Recently one my friend got a TL verdict in some problem, and another my friend tried to help him to overcome it. Then I joined, got shocked by the results they got and we together stabilized the approach they came to.
By "deep recursion" we will mean a recursion with depth >= 100000. If it's less than 1000, this approach doesn't work at all, if it's between 1000 and 100000, most likely the speedup won't be so high so that will be decisive.

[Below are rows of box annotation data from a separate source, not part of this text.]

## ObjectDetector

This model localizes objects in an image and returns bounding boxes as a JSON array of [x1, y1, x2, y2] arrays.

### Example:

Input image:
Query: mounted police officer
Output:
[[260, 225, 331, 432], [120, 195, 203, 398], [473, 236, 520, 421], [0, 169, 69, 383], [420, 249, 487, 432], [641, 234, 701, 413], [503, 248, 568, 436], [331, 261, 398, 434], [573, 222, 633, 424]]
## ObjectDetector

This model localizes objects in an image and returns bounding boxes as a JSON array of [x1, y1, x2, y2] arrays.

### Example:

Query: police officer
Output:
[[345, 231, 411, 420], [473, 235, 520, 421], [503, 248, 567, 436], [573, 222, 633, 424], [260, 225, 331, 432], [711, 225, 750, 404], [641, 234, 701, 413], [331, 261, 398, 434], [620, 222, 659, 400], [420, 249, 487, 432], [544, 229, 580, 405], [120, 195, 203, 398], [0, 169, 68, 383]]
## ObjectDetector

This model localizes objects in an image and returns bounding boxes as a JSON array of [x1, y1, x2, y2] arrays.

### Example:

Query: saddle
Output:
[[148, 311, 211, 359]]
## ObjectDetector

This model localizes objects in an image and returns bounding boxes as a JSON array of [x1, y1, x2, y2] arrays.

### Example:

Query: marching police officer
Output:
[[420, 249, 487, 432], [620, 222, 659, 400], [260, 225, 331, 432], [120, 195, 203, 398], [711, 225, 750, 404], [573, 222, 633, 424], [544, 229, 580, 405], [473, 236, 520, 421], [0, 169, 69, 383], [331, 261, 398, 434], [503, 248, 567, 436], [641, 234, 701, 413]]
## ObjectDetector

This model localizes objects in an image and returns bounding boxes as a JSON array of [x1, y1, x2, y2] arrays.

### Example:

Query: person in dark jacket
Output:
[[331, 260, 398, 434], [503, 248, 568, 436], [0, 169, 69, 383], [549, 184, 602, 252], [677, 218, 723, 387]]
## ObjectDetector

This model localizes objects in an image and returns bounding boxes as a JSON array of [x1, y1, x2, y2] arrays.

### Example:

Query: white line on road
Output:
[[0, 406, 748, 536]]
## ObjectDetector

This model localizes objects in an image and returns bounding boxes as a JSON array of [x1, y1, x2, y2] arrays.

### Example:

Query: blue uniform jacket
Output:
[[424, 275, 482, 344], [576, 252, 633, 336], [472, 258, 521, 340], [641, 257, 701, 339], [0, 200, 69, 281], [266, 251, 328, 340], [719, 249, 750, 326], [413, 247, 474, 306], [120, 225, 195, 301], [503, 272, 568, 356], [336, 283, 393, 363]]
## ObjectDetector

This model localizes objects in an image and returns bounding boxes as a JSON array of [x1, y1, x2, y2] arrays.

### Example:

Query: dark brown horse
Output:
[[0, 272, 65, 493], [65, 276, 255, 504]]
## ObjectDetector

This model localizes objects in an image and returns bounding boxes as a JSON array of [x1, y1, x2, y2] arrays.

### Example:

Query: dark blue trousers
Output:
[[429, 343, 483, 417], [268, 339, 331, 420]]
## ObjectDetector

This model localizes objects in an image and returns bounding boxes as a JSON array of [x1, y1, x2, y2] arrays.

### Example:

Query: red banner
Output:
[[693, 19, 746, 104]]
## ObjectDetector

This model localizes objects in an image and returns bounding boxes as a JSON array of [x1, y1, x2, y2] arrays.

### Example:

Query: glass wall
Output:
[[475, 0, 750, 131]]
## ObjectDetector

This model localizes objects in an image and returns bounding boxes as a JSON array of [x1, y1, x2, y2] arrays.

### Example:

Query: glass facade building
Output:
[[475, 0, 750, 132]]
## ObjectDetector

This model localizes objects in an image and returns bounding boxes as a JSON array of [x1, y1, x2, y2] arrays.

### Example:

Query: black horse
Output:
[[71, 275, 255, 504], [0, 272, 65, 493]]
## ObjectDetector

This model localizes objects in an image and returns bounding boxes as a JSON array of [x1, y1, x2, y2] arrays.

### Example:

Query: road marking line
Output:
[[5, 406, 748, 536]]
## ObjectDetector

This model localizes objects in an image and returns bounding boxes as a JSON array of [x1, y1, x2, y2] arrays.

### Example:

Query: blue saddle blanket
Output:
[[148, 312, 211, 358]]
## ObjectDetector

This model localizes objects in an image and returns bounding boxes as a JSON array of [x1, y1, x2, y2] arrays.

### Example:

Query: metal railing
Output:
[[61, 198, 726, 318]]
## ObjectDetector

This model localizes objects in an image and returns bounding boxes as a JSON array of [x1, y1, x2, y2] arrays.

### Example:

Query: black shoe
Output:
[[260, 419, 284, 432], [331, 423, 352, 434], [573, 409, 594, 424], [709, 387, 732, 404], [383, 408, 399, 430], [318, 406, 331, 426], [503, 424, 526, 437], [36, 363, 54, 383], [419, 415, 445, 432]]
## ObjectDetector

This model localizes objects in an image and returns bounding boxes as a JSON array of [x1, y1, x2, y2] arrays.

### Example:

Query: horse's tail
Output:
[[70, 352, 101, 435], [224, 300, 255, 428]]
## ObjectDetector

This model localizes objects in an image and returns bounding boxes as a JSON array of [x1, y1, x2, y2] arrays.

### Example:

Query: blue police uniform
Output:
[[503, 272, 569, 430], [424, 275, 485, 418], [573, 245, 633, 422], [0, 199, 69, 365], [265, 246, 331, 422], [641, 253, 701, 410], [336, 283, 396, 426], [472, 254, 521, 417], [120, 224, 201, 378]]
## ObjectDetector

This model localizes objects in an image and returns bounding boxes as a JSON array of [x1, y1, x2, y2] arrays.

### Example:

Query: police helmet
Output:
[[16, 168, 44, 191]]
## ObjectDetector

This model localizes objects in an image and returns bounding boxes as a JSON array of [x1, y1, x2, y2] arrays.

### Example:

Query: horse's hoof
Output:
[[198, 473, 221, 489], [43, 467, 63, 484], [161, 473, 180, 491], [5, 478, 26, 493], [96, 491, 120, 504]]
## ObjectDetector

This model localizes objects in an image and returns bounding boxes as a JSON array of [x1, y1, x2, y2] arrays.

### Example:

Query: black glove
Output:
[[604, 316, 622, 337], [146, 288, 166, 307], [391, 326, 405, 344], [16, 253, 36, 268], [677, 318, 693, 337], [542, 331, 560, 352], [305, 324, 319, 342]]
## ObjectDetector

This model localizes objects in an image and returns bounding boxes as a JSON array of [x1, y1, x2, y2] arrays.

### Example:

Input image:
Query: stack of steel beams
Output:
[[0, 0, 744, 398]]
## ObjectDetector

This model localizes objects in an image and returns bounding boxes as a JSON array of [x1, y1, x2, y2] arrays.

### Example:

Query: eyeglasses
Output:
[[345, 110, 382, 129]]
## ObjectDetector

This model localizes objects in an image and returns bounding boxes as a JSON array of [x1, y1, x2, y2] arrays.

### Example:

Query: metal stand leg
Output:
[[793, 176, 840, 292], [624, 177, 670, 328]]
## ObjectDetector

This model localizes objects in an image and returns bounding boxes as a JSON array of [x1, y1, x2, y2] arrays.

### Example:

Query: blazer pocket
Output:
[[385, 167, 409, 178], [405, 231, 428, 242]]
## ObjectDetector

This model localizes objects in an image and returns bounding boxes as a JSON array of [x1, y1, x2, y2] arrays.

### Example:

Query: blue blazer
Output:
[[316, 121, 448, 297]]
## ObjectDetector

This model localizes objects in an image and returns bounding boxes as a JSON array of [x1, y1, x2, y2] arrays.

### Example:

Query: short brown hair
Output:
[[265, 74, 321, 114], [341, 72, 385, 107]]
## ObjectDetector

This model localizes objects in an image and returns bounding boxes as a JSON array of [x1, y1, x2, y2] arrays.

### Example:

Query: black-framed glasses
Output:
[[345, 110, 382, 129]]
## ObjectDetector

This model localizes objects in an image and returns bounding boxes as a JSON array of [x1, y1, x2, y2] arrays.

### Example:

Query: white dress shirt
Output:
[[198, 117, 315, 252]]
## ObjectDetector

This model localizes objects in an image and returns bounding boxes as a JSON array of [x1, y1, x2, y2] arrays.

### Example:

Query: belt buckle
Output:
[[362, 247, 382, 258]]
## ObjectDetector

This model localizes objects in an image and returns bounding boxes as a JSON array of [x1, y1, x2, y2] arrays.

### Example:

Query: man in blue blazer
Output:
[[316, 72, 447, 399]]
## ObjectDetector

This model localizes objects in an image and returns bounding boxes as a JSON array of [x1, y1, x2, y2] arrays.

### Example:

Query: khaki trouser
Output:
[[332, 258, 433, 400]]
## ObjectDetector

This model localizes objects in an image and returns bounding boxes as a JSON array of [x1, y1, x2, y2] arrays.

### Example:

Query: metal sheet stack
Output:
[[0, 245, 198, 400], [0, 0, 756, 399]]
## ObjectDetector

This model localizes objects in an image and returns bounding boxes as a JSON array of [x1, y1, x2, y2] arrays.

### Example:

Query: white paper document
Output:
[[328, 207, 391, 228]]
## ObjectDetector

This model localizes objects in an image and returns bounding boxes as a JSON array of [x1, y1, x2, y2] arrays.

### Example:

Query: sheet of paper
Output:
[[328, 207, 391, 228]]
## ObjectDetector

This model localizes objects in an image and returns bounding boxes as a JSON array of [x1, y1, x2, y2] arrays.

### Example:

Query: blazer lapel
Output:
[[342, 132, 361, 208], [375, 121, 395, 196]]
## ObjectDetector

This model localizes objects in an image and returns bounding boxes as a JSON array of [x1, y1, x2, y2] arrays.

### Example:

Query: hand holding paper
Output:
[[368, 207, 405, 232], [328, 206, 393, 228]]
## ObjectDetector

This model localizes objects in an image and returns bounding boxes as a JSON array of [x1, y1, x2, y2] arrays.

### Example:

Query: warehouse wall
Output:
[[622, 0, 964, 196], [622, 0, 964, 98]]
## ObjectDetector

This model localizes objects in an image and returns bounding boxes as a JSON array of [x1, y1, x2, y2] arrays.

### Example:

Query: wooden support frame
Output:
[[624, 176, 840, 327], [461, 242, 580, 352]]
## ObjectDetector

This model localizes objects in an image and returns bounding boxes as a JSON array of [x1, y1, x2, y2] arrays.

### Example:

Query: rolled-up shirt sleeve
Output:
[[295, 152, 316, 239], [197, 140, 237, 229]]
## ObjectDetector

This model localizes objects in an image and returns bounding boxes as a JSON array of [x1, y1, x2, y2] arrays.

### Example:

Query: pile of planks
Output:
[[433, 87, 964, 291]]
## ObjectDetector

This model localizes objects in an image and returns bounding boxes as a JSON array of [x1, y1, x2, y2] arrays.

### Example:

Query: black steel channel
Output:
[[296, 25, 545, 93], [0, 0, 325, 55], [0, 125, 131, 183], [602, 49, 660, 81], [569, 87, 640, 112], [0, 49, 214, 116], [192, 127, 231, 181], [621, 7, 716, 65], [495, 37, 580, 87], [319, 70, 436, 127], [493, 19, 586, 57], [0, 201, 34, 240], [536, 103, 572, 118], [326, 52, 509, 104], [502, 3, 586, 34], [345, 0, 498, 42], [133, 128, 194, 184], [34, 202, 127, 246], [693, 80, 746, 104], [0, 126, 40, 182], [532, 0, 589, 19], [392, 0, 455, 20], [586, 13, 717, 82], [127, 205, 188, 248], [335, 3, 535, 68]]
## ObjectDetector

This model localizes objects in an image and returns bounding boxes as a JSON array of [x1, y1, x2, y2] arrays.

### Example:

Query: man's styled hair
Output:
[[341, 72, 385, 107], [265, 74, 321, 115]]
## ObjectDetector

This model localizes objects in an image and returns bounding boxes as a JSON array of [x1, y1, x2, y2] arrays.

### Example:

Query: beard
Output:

Let's consider this simple DFS function (it just counts the number of vertices):
private int dfs(int x, int p, List<Integer>[] g) {
int result = 1;
for (int y : g[x]) {
if (y == p) {
continue;
}
result += dfs(y, x, g);
}
return result;
}
generate a chain tree with 500000 vertices:
int n = 500000;
List<Integer>[] g = new List[n];
for (int i = 0; i < n; i++) {
g[i] = new ArrayList<>();
}
for (int i = 1; i < n; i++) {
int p = i - 1;
g[i].add(p);
g[p].add(i);
}
and run it:
long t1 = System.nanoTime();
int result = dfs(0, -1, g);
long t2 = System.nanoTime();
System.out.println("time = " + (t2 - t1) / 1.0e9 + " sec, result = " + result);
On my computer it runs 1.8 sec. Too slow for such a simple function, isn't it?
Let's speedup it. First, add two dummy parameters curDepth
and maxDepth
to DFS:
private int dfs(int x, int p, List<Integer>[] g, int curDepth, int maxDepth) {
if (curDepth > maxDepth) {
return 0;
}
int result = 1;
for (int y : g[x]) {
if (y == p) {
continue;
}
result += dfs(y, x, g, curDepth + 1, maxDepth);
}
return result;
}
and then... OMG WTF
long t1 = System.nanoTime();
for (int i = 0; i < 100000; i++) {
dfs(0, -1, g, 0, 0); // JIT please
}
int result = dfs(0, -1, g, 0, Integer.MAX_VALUE);
long t2 = System.nanoTime();
System.out.println("time = " + (t2 - t1) / 1.0e9 + " sec, result = " + result);
Now it works for 0.1 sec :)
When some method in Java is called too frequently, JIT optimizes it. It gets recompiled in runtime and on every new call the recompiled version will be called. However, the method cannot be recompiled while it is being executed. See this StackOverflow thread for more info. Maybe some Java expert can add something?
So in the first example, we enter into not optimized version of DFS and use it all the time. In the second example we do a lot of very short DFS calls, it for sure gets optimized, and finally we use optimized version to solve the actual problem.
Make sure the warming up does many calls but doesn't do many operations. In this example it's wise to do these fake DFS calls from a leaf and stop after the first recursive call.
Make sure all branches in your recursive function are actually run. It would be wrong to call dfs(0, -1, g, 0, -1)
because the execution finishes quickly on if (curDepth > maxDepth)
, and the remaining code with iteration over adjacency list is not run and therefore is not optimized.
It doesn't work very well on Codeforces:
But it works just fine on Ideone:
- Java 8: https://ideone.com/2dXc6b vs https://ideone.com/EG2opW
- Java 12: https://ideone.com/IZ1olp vs https://ideone.com/CWde2I
and also works on:
- Atcoder
- CSES
- Yandex.Contest in Java 8 compiler
- ...
Maybe it's Windows/Linux or 32-bit/64-bit or OpenJDK/Oracle JDK differences, I haven't tested it yet.
Once more, it works only when recursion has depth >= 100000, and only on specific sites. But maybe it will help someone, and it is funny anyway.